= Nuša Šenk =

Nusa Senk (born 3 September 1981) is a Slovenian model, media personality, businesswoman and television host.

==Early life and discovery==
Senk was born in Kranj, SFR Yugoslavia. She was discovered at the age of 12 by Slovenian scout in her home town. Senk was known to be shy but despite that she started travelling at her early age. In the next three years of schooling she started travelling with her mother beside her at all time, reaching fashion centres such as Milan, London and Barcelona receiving her first experience in modeling. Agents convinced her and her parents that she would have a good chance of having a successful career as a fashion model. At 15 she went to New York where she pursued a career in modeling. Since then she has been successful all over the world.

==Career==
- Modeling
Senk began her modeling career when she moved to New York at her age 15. She became a full-time model signing with. Since then Senk has enjoyed one of the most successful careers as a Slovenian fashion model. At the age of 15 she got her first campaign for Giorgio Armani Eyewear following various high-profile advertising campaigns including DKNY, Emporio Armani, Levi's, Ermenegildo Zegna, Marc O'Polo, Swarovski, Air France, KOOKAi, René Lazard, Anteprima and Hudson Jeans. She walked the catwalk for numerous high-end fashion shows such as Emillio Pucci, Emanuel Ungaro, Yigal Azrouel, Esteban Cortazar, Zac Posen, Vera Wang, Richard Tyler, Carolina Herrera and Issey Miyake at the fashion week capitals of the world: New York City, London, Milan and Paris.
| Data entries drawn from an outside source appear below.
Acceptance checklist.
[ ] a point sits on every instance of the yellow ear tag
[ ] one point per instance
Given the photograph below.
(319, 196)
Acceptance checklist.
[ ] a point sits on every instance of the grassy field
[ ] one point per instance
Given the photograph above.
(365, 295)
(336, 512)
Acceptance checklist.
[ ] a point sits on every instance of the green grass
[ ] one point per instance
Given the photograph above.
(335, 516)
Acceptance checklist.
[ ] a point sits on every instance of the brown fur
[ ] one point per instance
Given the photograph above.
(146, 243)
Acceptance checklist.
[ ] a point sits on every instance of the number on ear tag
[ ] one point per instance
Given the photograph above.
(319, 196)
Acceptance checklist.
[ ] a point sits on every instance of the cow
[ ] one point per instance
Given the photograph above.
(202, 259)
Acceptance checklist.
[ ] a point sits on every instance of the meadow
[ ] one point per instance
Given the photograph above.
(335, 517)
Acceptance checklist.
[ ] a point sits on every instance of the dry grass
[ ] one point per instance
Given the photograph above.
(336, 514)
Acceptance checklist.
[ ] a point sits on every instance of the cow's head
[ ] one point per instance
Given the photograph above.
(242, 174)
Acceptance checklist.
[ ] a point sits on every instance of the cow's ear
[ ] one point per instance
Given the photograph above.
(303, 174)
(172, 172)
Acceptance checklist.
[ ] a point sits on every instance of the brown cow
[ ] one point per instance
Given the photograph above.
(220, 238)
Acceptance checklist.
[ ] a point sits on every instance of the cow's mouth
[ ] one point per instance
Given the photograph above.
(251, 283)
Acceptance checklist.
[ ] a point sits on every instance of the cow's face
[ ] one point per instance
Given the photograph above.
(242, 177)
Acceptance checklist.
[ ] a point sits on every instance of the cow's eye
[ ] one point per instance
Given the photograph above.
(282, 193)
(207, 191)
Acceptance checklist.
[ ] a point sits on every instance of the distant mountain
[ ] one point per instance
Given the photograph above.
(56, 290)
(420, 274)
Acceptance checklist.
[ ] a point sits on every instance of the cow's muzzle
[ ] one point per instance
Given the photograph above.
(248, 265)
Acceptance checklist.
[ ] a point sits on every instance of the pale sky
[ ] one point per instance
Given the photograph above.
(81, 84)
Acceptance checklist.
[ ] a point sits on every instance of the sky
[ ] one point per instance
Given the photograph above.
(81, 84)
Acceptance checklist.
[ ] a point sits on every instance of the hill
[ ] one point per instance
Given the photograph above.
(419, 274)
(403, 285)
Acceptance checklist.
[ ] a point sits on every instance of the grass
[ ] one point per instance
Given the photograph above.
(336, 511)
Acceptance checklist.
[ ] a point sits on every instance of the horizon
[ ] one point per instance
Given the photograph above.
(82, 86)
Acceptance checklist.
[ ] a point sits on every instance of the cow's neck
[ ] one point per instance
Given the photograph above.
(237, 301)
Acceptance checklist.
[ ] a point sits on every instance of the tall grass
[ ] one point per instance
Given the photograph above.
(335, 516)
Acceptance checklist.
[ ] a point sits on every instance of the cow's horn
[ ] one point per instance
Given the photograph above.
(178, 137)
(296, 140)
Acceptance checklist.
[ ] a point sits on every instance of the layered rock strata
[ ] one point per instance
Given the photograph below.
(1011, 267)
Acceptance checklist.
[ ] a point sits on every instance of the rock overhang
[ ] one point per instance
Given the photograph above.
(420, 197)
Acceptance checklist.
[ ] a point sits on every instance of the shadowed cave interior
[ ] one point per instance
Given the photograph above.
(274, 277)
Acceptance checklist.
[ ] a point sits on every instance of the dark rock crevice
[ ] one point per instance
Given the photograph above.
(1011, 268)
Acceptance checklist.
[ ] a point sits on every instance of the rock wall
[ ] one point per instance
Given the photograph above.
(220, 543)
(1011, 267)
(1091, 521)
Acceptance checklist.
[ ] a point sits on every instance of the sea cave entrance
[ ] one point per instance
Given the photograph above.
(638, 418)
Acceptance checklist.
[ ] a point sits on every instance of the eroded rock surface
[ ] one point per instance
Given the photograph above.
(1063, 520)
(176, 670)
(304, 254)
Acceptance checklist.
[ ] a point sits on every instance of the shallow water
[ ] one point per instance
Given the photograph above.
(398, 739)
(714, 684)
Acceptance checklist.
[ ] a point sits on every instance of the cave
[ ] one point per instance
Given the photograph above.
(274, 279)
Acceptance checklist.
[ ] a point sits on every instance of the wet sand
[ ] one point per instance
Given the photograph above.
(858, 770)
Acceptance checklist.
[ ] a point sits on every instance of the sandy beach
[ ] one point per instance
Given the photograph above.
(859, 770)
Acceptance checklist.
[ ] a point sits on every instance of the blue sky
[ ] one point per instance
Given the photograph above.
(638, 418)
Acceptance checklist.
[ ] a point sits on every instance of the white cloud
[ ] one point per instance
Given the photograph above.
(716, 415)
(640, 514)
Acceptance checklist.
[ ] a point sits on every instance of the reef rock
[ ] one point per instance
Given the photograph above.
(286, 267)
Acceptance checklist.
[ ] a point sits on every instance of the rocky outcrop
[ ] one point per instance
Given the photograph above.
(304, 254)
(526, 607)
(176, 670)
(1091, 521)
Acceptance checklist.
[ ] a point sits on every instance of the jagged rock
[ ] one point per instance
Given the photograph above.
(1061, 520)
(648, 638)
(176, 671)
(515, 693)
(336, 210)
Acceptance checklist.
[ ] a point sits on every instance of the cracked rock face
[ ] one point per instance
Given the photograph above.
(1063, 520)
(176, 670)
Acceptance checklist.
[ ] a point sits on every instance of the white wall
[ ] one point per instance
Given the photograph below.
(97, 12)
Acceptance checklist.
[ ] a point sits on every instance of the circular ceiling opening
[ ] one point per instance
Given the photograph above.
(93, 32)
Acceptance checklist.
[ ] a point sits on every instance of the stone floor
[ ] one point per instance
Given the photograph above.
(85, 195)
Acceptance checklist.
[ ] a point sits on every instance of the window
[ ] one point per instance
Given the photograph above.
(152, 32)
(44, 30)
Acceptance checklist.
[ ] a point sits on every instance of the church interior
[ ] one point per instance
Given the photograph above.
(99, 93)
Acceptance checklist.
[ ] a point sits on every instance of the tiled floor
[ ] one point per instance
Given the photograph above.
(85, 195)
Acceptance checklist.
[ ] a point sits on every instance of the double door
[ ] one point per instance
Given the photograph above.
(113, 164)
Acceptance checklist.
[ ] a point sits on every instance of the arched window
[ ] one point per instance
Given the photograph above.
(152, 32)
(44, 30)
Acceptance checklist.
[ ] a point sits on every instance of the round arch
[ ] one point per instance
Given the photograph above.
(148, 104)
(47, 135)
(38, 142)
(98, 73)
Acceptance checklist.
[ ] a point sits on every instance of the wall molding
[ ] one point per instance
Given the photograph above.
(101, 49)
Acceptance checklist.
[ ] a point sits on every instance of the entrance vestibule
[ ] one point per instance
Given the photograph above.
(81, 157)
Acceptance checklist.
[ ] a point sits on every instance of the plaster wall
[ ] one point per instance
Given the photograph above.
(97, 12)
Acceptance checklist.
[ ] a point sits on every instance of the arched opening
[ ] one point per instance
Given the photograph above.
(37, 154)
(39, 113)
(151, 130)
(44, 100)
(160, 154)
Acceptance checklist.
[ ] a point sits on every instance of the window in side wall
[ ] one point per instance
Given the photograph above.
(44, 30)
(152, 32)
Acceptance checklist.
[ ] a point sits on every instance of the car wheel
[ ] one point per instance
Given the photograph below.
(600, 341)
Senk is the first Slovenian supermodel to appear in Vogue, the top fashion magazine in the world. She also appeared in L'Uomo Vogue photographed by Bruce Weber. She has worked with fashion photographers such as Richard Burbridge, Bruce Weber, Walter Chin, Terry Richardson, Philippe Cometti, Pamela Hanson, Alan Clarke, Tony Kim, Enrique Badulescu and Steven Clein. Senk has appeared on the covers and done several editorials of high-fashion magazines such as Vogue, L'Uomo Vogue, Elle, Arena, Soma magazine, Surface, Naylon, BlackBook, D Magazine, The Face, Tatler, Style Magazine, Glamour, i-D, Amica Italy and Harper's Bazaar.

- TV
Nusa Senk is the host and lead judge of the Slovenian Top Model. It is the Slovenian version of the internationally successful reality television show originally created by Tyra Banks ˝America`s Next Top Model˝. The first "cycle" of Slovenian Top Model
premiered September 22, 2010 on TV3 Slovenia.

- Other appearances
In 2003 Senk appeared among Naomi Campbell in a music video of Jay-Z ˝Change clothes˝. In October 2007 she was chosen by a well known New York casting director Drew Linehan to appear in one of the most highly expected movie Sex and the City starring: Sarah Jessica Parker (Carrie Bradshaw), Kim Cattrall (Samantha Jones), Kristin Davis (Charlotte York), and Cynthia Nixon (Miranda Hobbes). Nuša is seen in the movie on the catwalk wearing Vivienne Westwood's purple dress and blue gloves.

- Awards
In 2000, Senk was named by Tear Sheet's special issue to be one of the 50 most beautiful models in the world "Tear Sheet's 50 Most Beautiful Models". They choose male and female models from over one hundred agencies. In Slovenia she was awarded by TREND awards for the model of the year in 2003.